Así, Bahía Blanca se consolida como el epicentro de la resistencia de los jefes comunales. Hay que destacar que el intendente local, Federico Susbielles, viene encabezando un enérgico rechazo institucional que incluyó el despliegue de un petitorio ciudadano masivo para exigir la continuidad del beneficio. En ese marco, Susbielles anticipó que los equipos legales del municipio ya tienen listos los pliegos para recurrir a los tribunales federales mediante recursos de amparo si el Senado convierte la reforma en ley. En el distrito sostienen que las temperaturas bajo cero registradas en la zona justifican plenamente la permanencia de los descuentos automáticos.
A través de una pieza audiovisual difundida en sus plataformas digitales, Katopodis fustigó los criterios de equidad y el programa de shock del ministerio de Economía de la Nación, vinculando el recorte con un ensañamiento hacia la provincia de Buenos Aires.

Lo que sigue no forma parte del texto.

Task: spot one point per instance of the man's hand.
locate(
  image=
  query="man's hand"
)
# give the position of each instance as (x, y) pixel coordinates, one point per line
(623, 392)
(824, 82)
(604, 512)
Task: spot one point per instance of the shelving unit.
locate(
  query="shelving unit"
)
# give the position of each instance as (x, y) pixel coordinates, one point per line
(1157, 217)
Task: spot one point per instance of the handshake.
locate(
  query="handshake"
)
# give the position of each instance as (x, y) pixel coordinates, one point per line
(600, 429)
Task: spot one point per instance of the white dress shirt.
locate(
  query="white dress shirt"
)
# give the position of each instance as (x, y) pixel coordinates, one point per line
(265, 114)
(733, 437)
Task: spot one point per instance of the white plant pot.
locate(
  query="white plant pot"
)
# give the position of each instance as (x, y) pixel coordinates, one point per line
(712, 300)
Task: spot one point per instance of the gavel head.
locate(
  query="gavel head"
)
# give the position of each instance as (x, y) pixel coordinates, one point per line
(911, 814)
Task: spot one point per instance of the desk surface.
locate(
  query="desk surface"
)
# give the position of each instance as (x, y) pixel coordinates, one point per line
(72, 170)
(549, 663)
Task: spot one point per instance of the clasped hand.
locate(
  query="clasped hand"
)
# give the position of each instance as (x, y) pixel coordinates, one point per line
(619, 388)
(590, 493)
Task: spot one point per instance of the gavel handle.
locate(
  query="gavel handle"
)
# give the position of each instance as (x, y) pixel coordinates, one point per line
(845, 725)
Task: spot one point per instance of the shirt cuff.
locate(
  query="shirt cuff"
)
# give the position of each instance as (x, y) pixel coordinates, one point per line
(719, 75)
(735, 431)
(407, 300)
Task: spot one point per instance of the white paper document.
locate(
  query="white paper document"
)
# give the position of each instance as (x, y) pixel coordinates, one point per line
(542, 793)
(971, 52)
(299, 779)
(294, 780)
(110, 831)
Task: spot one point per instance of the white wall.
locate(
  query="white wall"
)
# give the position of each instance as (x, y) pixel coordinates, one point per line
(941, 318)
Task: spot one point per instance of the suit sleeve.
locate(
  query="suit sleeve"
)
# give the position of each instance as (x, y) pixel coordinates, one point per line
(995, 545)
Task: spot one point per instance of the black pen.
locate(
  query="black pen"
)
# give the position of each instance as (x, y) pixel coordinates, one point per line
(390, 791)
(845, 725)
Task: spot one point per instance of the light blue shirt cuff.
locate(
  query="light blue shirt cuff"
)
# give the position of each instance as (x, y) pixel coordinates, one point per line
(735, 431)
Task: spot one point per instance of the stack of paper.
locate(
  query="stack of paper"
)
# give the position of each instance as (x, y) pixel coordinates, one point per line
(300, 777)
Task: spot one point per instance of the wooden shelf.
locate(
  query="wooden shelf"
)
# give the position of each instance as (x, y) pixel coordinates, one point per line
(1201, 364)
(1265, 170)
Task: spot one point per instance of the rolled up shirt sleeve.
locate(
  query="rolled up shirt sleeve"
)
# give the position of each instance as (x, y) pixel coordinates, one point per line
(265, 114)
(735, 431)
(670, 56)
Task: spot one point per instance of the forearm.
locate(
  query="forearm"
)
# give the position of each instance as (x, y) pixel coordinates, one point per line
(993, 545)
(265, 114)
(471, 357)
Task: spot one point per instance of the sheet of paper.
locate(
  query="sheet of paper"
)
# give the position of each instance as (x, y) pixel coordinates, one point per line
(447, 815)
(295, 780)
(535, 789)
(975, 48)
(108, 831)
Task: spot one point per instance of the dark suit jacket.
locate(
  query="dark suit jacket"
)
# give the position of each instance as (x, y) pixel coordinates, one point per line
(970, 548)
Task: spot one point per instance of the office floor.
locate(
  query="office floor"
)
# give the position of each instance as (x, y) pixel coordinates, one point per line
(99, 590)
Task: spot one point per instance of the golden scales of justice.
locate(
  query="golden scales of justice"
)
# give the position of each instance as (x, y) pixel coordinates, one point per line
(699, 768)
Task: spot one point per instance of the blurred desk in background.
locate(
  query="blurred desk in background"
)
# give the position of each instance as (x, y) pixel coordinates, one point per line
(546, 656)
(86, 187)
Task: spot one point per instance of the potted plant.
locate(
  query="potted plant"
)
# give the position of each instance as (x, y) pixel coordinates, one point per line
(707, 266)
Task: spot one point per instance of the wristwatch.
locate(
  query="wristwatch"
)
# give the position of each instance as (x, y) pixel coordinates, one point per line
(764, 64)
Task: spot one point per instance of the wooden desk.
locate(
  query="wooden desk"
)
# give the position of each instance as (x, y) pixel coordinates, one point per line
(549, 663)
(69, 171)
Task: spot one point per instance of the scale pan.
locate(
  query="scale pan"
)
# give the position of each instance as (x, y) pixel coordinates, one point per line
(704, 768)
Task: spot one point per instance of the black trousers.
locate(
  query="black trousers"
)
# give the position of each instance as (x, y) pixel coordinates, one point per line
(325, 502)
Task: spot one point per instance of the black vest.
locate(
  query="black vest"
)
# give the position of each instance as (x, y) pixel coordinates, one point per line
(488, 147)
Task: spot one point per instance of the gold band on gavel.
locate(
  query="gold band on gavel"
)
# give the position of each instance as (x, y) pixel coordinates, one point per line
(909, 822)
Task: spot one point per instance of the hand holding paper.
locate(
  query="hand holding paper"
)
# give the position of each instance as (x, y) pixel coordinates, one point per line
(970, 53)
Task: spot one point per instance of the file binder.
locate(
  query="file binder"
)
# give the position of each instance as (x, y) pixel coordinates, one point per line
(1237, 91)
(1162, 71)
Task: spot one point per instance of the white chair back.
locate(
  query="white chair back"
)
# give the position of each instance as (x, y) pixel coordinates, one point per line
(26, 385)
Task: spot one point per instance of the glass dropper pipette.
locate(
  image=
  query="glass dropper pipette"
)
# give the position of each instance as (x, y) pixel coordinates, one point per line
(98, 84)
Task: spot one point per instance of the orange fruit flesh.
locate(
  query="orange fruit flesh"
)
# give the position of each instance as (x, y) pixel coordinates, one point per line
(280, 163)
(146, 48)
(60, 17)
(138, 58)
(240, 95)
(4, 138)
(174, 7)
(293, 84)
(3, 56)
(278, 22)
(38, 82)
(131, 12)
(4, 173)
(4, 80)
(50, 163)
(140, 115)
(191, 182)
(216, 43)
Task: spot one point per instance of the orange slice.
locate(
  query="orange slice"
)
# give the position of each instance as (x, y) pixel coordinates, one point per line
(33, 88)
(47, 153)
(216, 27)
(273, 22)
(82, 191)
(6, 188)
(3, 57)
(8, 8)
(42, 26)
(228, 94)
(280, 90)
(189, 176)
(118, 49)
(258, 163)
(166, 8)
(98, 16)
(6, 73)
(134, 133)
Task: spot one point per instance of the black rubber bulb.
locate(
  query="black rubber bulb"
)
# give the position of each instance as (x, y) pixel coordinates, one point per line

“Las familias van a verse obligadas a tener que elegir de forma dramática entre calefaccionarse adecuadamente o llegar a fin de mes. Mientras el Gobierno nacional argumenta la necesidad fiscal de reducir el gasto público quitando estos subsidios esenciales a más de 90 municipios bonaerenses, al mismo tiempo impulsa exenciones impositivas y medidas de alivio fiscal para los sectores de mayores ingresos y las grandes corporaciones. Es un ajuste injustificable que recae sobre los hogares en uno de los inviernos más crudos de los últimos años”, sentenció el ministro de Infraestructura.
La discusión de trinchera se mudará en los próximos días a los mostradores del Senado, donde el bloque oficialista libertario buscará coordinar las voluntades de los senadores dialoguistas del interior para transformar la reforma en ley. En tanto, el kicillofismo acelera las reuniones con las ligas de intendentes del centro y sur de la Provincia para coordinar presentaciones judiciales unificadas que pongan un freno a la desregulación de los cuadros tarifarios en medio de una persistente licuación del poder adquisitivo de los salarios.